02 febbraio 2011

di Francesco Piccolo
La politica attiva e quella passiva Compito del segretario del Partito Democratico, in questo momento, non è soltanto quello ­ facilissimo ­ di fare il capopopolo contro l’immoralità di Berlusconi, facendo dichiarazioni sprezzanti e chiedendo la firma di appelli per le dimissioni. A far questo, siamo bravi tutti, sui giornali, in televisione, nelle piazze. È facile, è giusto, è un compito che si può portare a termine senza sforzi. Il compito più difficile e necessario consiste nel districare la matassa della situazione imbarazzante di Napoli; nel trovare una soluzione e dimostrare a questo paese e ai suoi elettori che il Pd è un partito con metodi, regole e moralità chiare e visibili a tutti.
Sciascia scriveva quasi trent’anni fa: “Le cose non sono buone quando le facciamo noi e cattive quando le fanno gli altri. Sono o sempre cattive o sempre buone.

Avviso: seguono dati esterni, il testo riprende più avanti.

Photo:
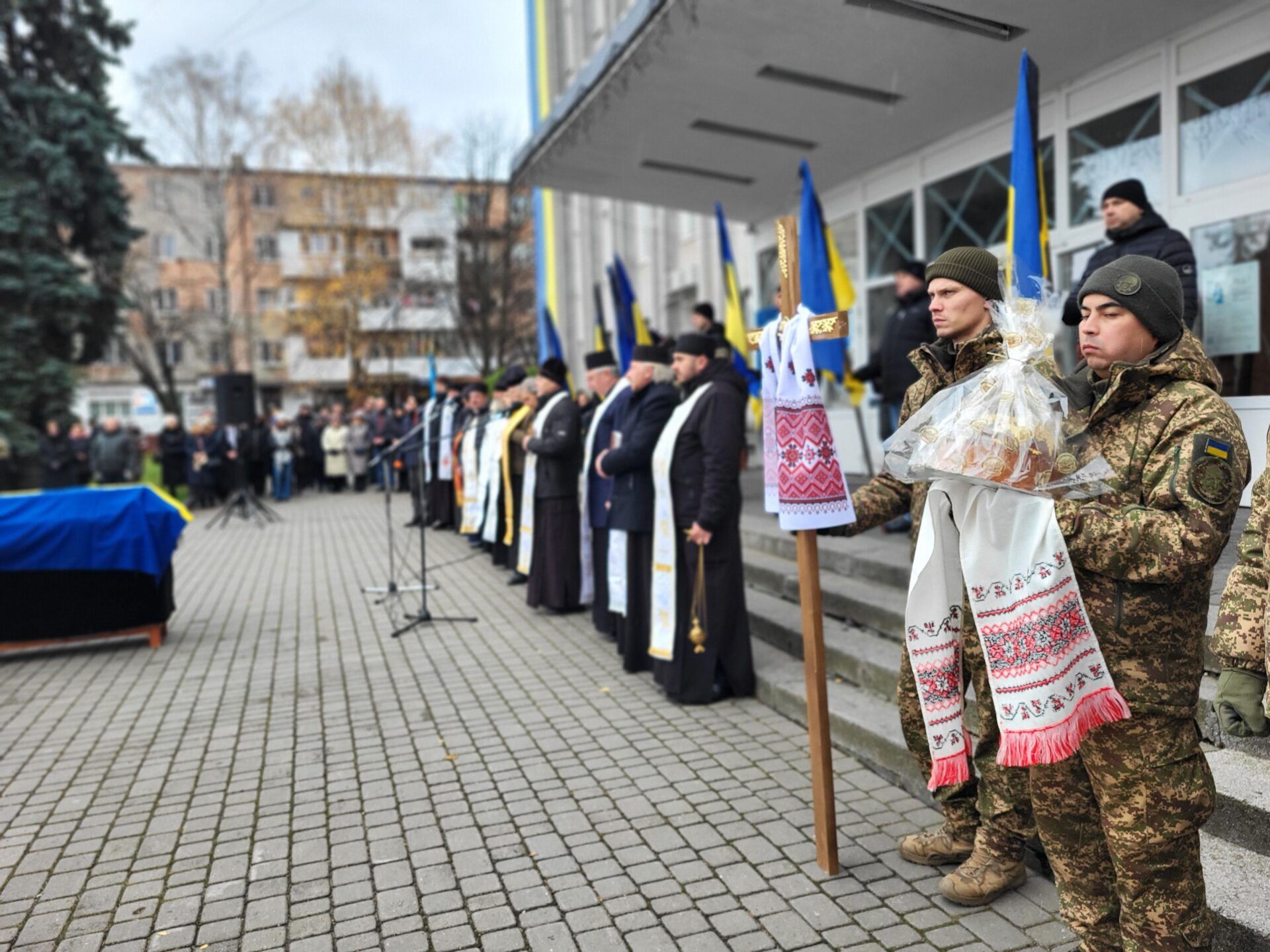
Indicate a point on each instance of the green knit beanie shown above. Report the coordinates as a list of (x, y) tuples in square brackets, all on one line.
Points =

E se noi facciamo cose cattive per arrivare alle buone, non solo non arriveremo mai, ma ci abitueremo a fare cattive cose e così resteranno. Di questa politica netta ha bisogno il Sud.”
È politica attiva. Aspettare la fine di Berlusconi, è politica passiva, e può al massimo accompagnare compiti concreti che lo spazio della politica conserva ancora, perfino in questi giorni. A volte si ha l’impressione che i guai di Berlusconi servano anche a coprire le molte incapacità dell’opposizione. Del resto, fino a quando gli interessi di lotta all’interno del partito saranno più importanti e urgenti degli interessi del paese, le conseguenze saranno sempre più spesso incomprensibili.